At the same time, the U.S. Bureau of Labor Statistics reports that the jobless rate for workers with at least a bachelor’s degree fell to 2.9 percent for the month of September. How can both be true? Many of those with jobs are considered “underemployed,” since they are in jobs that don’t require a college degree.
Unlike unemployment, underemployment does not have a universal measurement, nor does it receive as much attention. The lack of an underemployment figure—in particular, a measurement based on educational attainment—leaves the picture of how graduates are doing fuzzy.
A survey released in August by PayScale, a compensation-research company, attempts to fill some of the void, finding that graduates over a broad range of college majors have significant levels of underemployment. The findings highlight nine majors, including criminal justice, business management, and sociology, that have underemployment rates of over 50 percent.
The online survey, of 68,000 workers, also found that majors in the STEM fields have lower levels of underemployment.
PayScale’s measure of underemployment includes those who are underpaid, those who are not using their education or training, and those who work part time but want full-time work. Gary Burtless, an economist at the Brookings Institution, told The Chronicle in an email that while underemployment is a subjective term, PayScale’s definition is “as defensible as anyone’s.”
That definition is along the lines of what is typically thought of as underemployed. Perhaps less so is the BLS’s underemployment rate, which counts the unemployed, those marginally attached to the work force, and part-time workers who would like to work full time. Someone with a bachelor’s degree working full time bagging groceries does not count as underemployed in the bureau’s statistics.
Mr. Burtless noted that the PayScale survey’s respondents were self-selected, which raises some questions about its reliability.
The methodology means “the sample of respondents could differ wildly from one college major to another,” Mr. Burtless said. “Perhaps an outsize share of ‘general studies’ majors have time on their hands and have run into the PayScale questionnaire. ... At the same time, business-management majors may be too busy to answer the questionnaire, and consequently the responses obtained from this group are not representative of the situation of business majors more generally.”
Katie Bardaro, lead economist at PayScale, said some steps had been taken to minimize the online respondents’ “biases.”
More broadly, neither the BLS figure nor PayScale’s survey results tell us much about trends in underemployment, or the overall number of underemployed graduates.
Are More College Graduates Finding Themselves Underemployed?
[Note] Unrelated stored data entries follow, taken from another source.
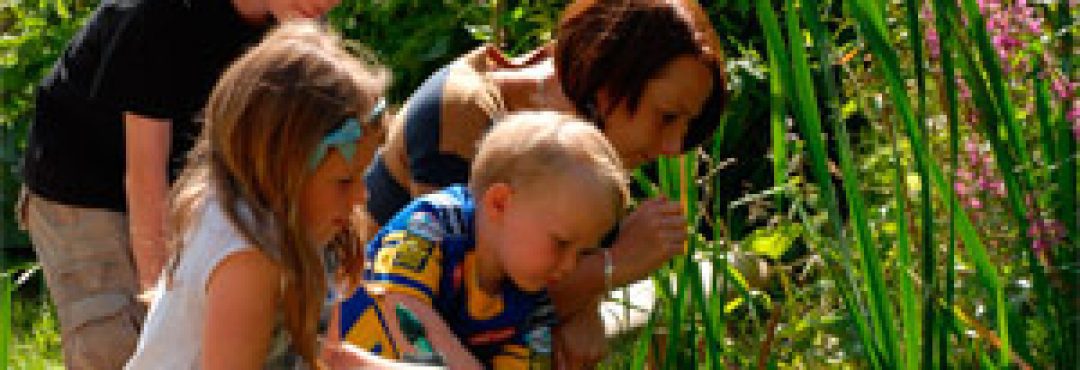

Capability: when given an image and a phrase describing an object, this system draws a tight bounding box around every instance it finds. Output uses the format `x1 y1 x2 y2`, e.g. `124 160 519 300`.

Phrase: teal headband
307 98 387 170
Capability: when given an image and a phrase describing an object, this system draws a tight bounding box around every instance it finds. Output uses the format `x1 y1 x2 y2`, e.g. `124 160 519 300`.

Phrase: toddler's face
300 129 381 248
493 176 617 292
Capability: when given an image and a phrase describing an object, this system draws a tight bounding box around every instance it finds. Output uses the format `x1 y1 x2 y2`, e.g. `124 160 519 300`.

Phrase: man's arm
124 112 171 292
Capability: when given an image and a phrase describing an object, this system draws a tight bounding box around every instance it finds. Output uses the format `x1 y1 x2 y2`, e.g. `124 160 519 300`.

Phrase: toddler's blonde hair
470 111 630 218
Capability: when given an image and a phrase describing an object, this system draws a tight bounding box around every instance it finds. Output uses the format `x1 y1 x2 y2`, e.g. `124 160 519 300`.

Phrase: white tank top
125 197 296 369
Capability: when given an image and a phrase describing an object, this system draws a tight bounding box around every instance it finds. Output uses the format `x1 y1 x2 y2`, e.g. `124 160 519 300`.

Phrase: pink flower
1052 78 1076 100
969 151 981 165
1026 18 1041 34
958 168 975 181
968 197 983 209
993 181 1006 197
926 27 940 59
1028 222 1041 238
978 0 999 13
958 79 972 100
1032 239 1048 252
955 182 970 196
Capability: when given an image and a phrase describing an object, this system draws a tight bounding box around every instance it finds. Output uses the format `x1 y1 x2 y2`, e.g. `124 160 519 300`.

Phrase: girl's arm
203 249 281 370
323 341 444 370
378 292 483 370
323 297 411 369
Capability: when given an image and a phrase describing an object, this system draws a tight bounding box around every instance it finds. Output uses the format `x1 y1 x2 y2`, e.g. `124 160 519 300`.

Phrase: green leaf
747 223 800 260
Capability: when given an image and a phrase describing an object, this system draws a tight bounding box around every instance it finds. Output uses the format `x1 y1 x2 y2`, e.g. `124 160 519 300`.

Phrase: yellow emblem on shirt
380 230 434 272
369 230 443 303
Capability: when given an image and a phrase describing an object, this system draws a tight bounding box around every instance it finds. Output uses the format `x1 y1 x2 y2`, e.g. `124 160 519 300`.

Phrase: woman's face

That’s where researchers at the Federal Reserve Bank of New York come in. The bank has underemployment figures (using a definition similar to PayScale’s) going back to 1990. The latest tally puts the June underemployment rate for those with at least a bachelor’s degree at 34.6 percent. It estimates that recent graduates—those with bachelor’s degree or higher, ages 22 to 27—fare even worse, with 46 percent underemployed.
Researchers found that the underemployment rate for college graduates over all has held steady in recent years, but the rate for recent graduates has increased, despite an improving economy and a falling national jobless rate.
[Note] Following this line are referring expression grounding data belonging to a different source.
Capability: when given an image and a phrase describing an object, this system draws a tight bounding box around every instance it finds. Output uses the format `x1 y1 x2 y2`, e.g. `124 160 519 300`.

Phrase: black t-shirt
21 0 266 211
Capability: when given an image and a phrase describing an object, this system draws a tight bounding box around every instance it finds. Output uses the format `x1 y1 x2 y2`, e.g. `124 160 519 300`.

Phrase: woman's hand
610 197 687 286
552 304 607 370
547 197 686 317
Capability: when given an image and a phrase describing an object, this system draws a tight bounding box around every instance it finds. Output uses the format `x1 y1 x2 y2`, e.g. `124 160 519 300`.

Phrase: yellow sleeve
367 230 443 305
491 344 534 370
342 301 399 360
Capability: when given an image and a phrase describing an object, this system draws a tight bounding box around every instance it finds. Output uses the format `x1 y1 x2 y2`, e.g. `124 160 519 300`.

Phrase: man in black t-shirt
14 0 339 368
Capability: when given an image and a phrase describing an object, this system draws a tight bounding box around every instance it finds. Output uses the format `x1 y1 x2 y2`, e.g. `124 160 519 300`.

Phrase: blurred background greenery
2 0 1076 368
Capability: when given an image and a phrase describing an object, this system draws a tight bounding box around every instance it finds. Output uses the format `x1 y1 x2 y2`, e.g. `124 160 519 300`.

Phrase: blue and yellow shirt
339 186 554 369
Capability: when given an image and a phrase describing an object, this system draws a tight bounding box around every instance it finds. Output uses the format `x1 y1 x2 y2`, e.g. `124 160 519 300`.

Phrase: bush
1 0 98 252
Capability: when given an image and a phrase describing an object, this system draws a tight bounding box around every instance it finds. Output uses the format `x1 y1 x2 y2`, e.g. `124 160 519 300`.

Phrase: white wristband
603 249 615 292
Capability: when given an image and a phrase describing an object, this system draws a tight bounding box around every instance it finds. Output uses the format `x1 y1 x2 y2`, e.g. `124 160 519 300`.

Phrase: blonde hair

“Even though the level of underemployment was comparable to the early 90s,” said Jaison R. Abel, a researcher at the bank, “when you look at the types of jobs held by underemployed recent grads, you see a smaller share are working in good noncollege jobs and a larger share are working in low-wage jobs.”
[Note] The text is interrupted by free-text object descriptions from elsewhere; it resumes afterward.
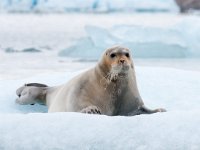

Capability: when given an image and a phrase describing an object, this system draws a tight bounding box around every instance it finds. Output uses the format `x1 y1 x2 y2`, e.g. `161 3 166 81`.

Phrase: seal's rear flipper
16 85 26 97
16 83 48 105
25 83 48 87
16 83 48 97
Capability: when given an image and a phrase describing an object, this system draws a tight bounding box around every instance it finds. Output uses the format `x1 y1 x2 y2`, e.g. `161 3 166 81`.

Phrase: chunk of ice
60 18 200 59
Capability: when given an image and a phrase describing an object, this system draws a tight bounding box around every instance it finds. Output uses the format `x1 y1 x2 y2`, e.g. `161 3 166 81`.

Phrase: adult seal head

That pattern “indicates that the quality over all has deteriorated,” Mr. Abel added.
According to the bank’s data, nearly twice as many recent underemployed graduates hold low-paying jobs (less than $25,000 per year in salary, such as retail clerk or waiter) today as they did in the early 1990s. Meanwhile, the share of underemployed graduates with what are called “good noncollege jobs,” like electrician or mechanic, which pay above $45,000 per year, has dropped significantly.
The gist of the New York bank’s data is something many young graduates already know: The lack of jobs that pay well and do not require a college education (such as manufacturing jobs, which declined in recent decades) has made the job market a less forgiving place for graduates still trying to find their footing.